A ideia de uma vontade de poder, operando em conflitos de força que implicam tanto o mando como a obediência, determinando a interpretação prevalente de um processo, surge, como vimos, em Assim falava Zaratustra. Induzindo o vivente “a obedecer e a mandar, e, ao mandar, praticar ainda a obediência”, inclusive ao mandar em si mesmo, a vontade de poder não poderia operar se fosse apenas mando, sem a contrapartida da obediência, assim como das resistências e pressões que se produzem em seus embates; dessa maneira, produzem-se sucessivamente resultados diferentes, nenhum dos quais é o ponto de chegada, nenhum dos quais realiza um fim anteriormente almejado. Esses mesmos embates se desenrolam no indivíduo: apenas “o sintético conceito de “eu”, como vimos no item 5.2.3, faz o homem supor, ao querer, que comanda dentro de si algo que obedece _ e assim acreditar na liberdade da vontade _ quando somos ao mesmo tempo a parte comandante e a obediente (ABM, 19).

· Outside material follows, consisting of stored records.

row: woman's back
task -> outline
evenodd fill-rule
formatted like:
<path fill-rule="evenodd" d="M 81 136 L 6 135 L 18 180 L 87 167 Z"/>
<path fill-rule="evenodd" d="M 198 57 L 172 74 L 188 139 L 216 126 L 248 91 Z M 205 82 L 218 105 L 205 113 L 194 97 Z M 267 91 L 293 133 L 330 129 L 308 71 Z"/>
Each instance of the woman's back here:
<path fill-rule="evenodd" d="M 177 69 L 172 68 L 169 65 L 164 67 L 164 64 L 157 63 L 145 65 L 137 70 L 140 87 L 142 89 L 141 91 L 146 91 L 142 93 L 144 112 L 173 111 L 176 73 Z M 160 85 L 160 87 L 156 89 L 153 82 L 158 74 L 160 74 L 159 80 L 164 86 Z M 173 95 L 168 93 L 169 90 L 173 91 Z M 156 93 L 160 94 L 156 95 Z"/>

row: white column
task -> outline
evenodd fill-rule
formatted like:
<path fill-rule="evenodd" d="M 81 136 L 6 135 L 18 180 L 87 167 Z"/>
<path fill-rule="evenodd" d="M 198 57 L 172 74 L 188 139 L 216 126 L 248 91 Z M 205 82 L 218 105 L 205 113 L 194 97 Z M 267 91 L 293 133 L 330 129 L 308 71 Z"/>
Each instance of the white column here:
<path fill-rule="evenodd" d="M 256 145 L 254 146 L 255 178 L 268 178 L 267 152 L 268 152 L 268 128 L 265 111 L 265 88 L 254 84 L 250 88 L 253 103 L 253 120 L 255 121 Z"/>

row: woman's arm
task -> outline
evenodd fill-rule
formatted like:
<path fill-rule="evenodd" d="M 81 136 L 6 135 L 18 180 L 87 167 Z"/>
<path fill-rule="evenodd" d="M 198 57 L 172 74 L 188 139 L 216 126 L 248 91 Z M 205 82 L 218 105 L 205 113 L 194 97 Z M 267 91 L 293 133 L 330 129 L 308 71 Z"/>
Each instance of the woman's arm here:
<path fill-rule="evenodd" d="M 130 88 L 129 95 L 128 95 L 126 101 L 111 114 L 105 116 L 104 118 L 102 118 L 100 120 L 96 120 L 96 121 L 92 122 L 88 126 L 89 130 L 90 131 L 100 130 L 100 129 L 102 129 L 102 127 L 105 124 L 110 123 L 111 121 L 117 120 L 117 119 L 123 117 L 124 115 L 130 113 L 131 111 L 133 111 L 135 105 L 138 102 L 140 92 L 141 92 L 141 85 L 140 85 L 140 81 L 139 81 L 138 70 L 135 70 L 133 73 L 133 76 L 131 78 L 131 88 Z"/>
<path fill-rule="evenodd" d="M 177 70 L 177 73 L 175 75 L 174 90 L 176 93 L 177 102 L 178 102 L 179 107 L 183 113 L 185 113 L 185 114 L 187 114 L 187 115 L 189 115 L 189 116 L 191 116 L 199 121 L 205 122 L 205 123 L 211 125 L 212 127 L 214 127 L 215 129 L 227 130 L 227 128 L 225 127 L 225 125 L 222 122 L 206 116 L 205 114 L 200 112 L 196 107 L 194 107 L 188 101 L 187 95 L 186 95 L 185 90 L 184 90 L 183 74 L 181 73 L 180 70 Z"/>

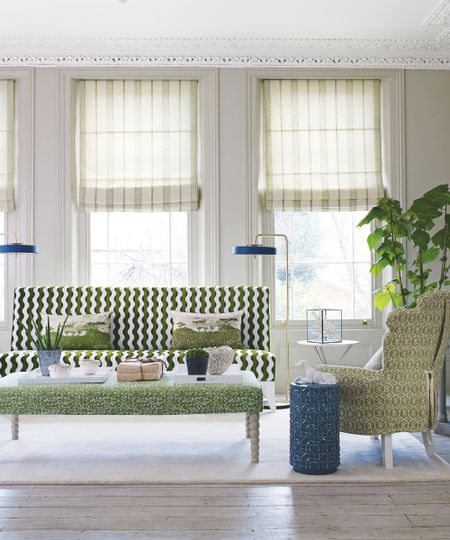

No parágrafo 12 da Genealogia da moral, Nietzsche recorre à vontade de poder para criticar a idéia de progresso: “... o “desenvolvimento de uma coisa, um uso, um órgão, é tudo menos o seu progressus em direção a uma meta, menos ainda um progressus lógico e rápido, obtido com um dispêndio mínimo de forças”, e sim uma sucessão de subjugamentos, compreendendo as resistências encontradas. O “verdadeiro progressus”, portanto, sempre aparece “em forma e via de vontade de maior poder”, imposto à custa de inúmeros poderes menores.

Nietzsche retoma nesse parágrafo a oposição, já presente na Primeira Dissertação, entre a moral nobre, essencialmente ativa, e a reatividade da moral do ressentimento. Aqui, reprovando aqueles que privilegiam na fisiologia a noção de adaptação, em detrimento da atividade, volta a referir-se à oposição ativo x reativo: “O reconhecimento da vontade de poder como essência da vida” exige também que se admita a “primazia fundamental das forças espontâneas, agressivas, expansivas, criadoras de novas formas, interpretações, direções”, cuja ação precede necessariamente qualquer forma de adaptação ou reação. Essas forças ativas e criadoras serão invocadas mais uma vez, como também veremos mais adiante, a propósito da ação violenta pela qual se constitui o Estado.59

Pode-se aplicar com fecundidade a doutrina da vontade de poder no desenvolvimento dos três eixos pelos quais Nietzsche apura sua crítica à liberdade da vontade, considerados no capítulo anterior. A partir da sucessão de subjugamentos e resistências dos quanta de poder, podemos abordar os embates e reconfigurações no jogo dos impulsos, nas seduções da linguagem, na ficção do Eu e da vontade como una e causal. Por conseguinte, em numerosos aforismos sobre esses temas, a vontade de poder pode ser invocada para a sua melhor compreensão, mesmo quando Nietzsche não se refere implicitamente a ela.

59

Deleuze [19-] distingue, baseado num fragmento póstumo de Nietzsche, os conceitos de força e vontade de poder, fazendo da segunda um complemento da primeira: a força é o que pode e a vontade de poder é o que quer. A partir daí, atribui grande importância à oposição entre forças ativas e reativas, relacionando-as com a forma afirmativa ou negativa da vontade de poder, para utilizar essas categorias em sua interpretação do niilismo, da moral do ressentimento e do ideal ascético. Diferentemente, parece a Müller-Lauter (1997) que Deleuze levou excessivamente a sério uma distinção sem maior importância no conjunto do pensamento de Nietzsche. Aqui, basta-nos fazer notar a existência da controvérsia. Para os fins deste trabalho, referimo-nos à oposição forças ativa x reativas nos termos pelos quais Nietzsche a apresenta em sua obra publicada, citando-o textualmente quando necessário, sem discutir seu valor como chave interpretativa para outras ideias e conceitos.

Veremos, mais adiante, como a distinção essencial entre origem e finalidade ou utilidade, essencial à doutrina da vontade de poder, será retomada a propósito do direito, da justiça e do castigo.